Kill called for Max Shortell, but hesitated, and the game was delayed because Short appeared injured. "Philip got up a little slow, but he had extra time, which was good. If we wouldn't have had extra time, I would have put Max in," Kill said. "I actually walked out on the field and called him over, said, 'Hey, are you OK? If had felt any uncomfortability, we would have put Max in. We've been doing that in practice."
Nelson stayed in and played the whole game; for the second consecutive week, he avoided being sacked, despite playing behind a game-but-patchwork offensive line. Did Kill consider giving the freshman the fourth quarter off, once Minnesota's lead grew to 44-7?
"Not really. Philip really never got hit a lot, so he was in pretty good rhythm, and you don't want to take someone out of that rhythm," Kill said. "Then late in the game, with our [recent] struggles, I never felt safe until the game was over, to be honest."
• Linebacker Mike Rallis' playing time was curtailed during the game in favor of backup Brendan Beal because of a sprained ankle, Kill said, an injury that prevented Rallis from pushing off with his foot. Fellow linebackers Lamonte Edwards and James Manuel suffered hamstring soreness, but Kill said he's not certain how serious the injuries are. Safety Derrick Wells will need to have his knee restitched for the second week in a row, Kill said, which might cost him some practice time.

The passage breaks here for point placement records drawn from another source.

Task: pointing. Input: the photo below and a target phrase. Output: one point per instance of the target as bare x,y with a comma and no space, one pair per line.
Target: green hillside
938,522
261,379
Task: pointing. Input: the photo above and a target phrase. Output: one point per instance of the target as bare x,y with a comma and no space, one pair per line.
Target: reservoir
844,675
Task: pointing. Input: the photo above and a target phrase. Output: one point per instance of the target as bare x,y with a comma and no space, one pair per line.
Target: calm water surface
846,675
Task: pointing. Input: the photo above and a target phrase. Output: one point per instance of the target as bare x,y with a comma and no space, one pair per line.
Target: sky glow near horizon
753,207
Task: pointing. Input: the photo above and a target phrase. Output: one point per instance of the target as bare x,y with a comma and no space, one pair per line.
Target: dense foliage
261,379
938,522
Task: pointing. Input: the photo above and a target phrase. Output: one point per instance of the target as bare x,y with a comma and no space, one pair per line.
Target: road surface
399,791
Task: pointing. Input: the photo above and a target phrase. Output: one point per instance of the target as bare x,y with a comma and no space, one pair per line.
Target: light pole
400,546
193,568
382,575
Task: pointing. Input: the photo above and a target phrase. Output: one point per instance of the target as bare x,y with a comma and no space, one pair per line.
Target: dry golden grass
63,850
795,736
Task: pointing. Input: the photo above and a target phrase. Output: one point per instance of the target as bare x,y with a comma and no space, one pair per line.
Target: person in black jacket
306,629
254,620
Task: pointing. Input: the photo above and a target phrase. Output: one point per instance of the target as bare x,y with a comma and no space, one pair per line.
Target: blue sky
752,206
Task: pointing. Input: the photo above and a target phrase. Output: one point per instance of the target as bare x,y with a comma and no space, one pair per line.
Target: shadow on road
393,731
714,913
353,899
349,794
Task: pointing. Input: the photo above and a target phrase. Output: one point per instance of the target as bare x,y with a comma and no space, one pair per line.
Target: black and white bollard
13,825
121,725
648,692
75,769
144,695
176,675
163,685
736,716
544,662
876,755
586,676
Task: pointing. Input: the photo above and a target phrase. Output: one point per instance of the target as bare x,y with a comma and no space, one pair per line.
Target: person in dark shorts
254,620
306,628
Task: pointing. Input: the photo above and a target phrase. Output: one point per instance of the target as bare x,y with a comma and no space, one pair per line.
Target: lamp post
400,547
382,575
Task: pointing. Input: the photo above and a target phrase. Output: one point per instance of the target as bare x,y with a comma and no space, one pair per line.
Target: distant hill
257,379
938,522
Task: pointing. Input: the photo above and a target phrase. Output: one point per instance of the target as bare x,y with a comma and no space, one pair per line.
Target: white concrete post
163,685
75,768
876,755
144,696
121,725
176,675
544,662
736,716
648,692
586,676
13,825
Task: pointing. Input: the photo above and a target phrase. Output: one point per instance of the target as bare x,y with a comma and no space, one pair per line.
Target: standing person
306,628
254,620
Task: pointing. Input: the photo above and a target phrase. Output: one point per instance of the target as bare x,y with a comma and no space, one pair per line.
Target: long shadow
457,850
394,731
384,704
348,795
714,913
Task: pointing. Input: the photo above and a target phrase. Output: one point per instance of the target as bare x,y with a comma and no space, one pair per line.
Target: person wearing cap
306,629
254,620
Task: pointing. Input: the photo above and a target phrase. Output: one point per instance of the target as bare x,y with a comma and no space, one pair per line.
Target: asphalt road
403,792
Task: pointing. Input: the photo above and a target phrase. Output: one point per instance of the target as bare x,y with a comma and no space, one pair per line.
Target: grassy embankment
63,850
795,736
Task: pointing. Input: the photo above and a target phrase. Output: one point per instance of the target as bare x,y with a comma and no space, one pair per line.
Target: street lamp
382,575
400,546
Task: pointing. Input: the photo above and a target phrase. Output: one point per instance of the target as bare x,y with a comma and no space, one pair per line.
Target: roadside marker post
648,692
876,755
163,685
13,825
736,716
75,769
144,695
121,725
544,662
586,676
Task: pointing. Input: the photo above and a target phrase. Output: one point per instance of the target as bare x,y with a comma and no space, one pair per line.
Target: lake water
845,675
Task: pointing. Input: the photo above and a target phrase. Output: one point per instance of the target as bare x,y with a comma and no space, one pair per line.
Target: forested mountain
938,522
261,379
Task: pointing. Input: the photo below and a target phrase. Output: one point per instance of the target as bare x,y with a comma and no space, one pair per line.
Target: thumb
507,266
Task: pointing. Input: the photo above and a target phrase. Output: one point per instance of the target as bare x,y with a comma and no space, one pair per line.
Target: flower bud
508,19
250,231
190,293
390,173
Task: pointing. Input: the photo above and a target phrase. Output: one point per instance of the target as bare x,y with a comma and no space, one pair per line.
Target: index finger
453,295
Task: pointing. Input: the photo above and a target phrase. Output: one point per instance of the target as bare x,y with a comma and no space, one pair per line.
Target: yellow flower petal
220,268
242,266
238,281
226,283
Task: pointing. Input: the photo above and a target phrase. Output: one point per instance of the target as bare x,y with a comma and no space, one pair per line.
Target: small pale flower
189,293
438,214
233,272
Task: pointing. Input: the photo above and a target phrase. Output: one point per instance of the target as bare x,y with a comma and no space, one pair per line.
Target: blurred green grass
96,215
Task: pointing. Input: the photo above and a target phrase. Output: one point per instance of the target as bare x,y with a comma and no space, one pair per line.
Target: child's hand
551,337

And the coach reiterated that's he particularly worried about A.J. Barker, the Gophers' leading receiver, who was hit on his foot in the end zone, causing a sprain in the back of his ankle as he rolled up on his toes. Barker didn't play in the second half, but Kill didn't want to switch punt returners in the middle of the game, so the training staff taped him up and had him try to run on it. He couldn't, and Kill used Marcus Jones instead.
• As many as five dozen Gophers will have their hair shaved off as part of a juvenile-cancer fundraiser at 1 p.m. Monday at the Gibson-Nagurski Football Complex.